To be fair, this is certainly far better than writing code and verifying that it looks like it works, but we're still rooting for the code to match a list of requirements, whether that's by getting unit tests to pass or manually testing the software.
So, if professional developers are so bad at finding problems with their own code, why are quality assurance professionals so much better at finding bugs? In part it's because of their specialized skillset and training as well as their proven experience, but I think it's also deeper than that.
Just as confirmation bias makes developers tend to confirm that their code works, testers often have confirmation bias that bugs are lurking deep inside the system and so they dig until they uncover as many as they can.
Think about it: if you're a developer and eager to see if your hard work paid off and move on to the next task to keep the project on schedule, you're going to have an entirely different approach to testing than a tester who looks at code as a hunt for bugs waiting ruin a user's day. Testers make it a pride to look at the code with a focus of finding each and every error, edge case, usability issue, or missing validation rule, and that's a very good thing.
Okay, so motivated and talented quality assurance professionals who understand software development are a big part of the answer to confirmation bias, but what if you don't have a tester or can't afford to hire any? What can you do to eliminate bugs before handing code off to testers or shipping it to production?
I have a few ideas that could help developers act more like highly-skilled testers:
When you're wrapping up a set of changes, you need to signal to your brain that you're looking at things from a fresh and different perspective. Do whatever it takes to make your brain look differently - move to a different location in your home or office, change the lighting or decorations, put on a literal hat, stand instead of sit - do as much as you can to signal that this is not business as usual, then look over the changed code you are committing expecting to find bugs. Don't find any? Great, fire up your application and give it whatever random input you can. Really try to break it.

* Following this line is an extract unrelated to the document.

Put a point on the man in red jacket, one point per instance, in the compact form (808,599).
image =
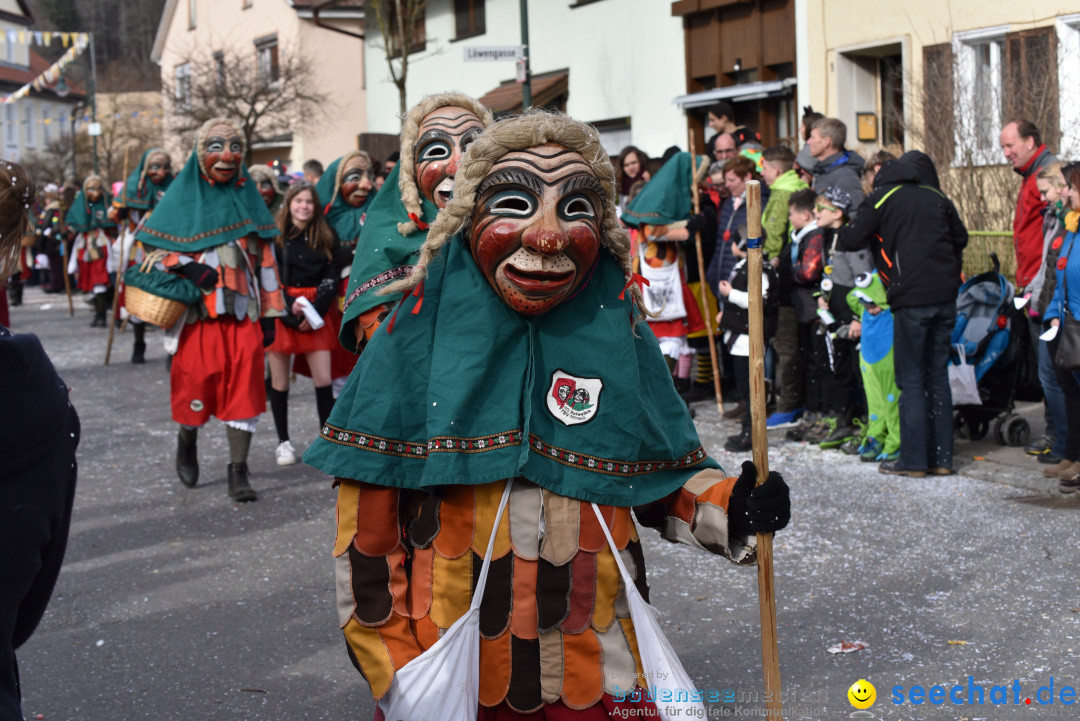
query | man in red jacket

While you were making your changes, chances are something popped into the back of your mind and worried you about the areas of code you were changing. Some nagging fear or uncertainty - either in potentially breaking something else or something you didn't understand. Stop and investigate this until your anxiety is lessened. As much as our minds try to trick us, they're also really good at background processing and making connections and chances are they've zeroed in on some of the larger areas of risk in your domain.
If you sit down and say "I'm going to test this for 15 minutes trying to break it, and I'm not going to stop until the timer expires or I find some issues", you're turning confirmation bias on its head by dedicating the time to testing the change. You want that time to be spent productively, so you're actually psychologically incentivizing yourself to find problems with your code.
This is similar to my suggestion on code review, but you can take multiple passes through your application when testing. That means focusing on a specific area of risk and testing the code top to bottom against that risk.
Some examples of lenses include:
- Looking for validation issues
- Testing for security problems such as SQL Injection
- Working only with a keyboard
- Working only on a tablet or touchpad
- Using a certain browser that scares you so much it keeps you awake at night
- Testing as anonymous users
- Testing as authenticated users
- Testing as administrators
- Looking at how a feature works with other major feature (repeat per major feature)
Whether or not you're a tester, you have the power to fight against confirmation bias. Of course it'd be better if we could work to eliminate as many classes of defects as possible, but at some level we'll always need to test and so, we'll need to find the best ways to remove or work around our biases and really test our code.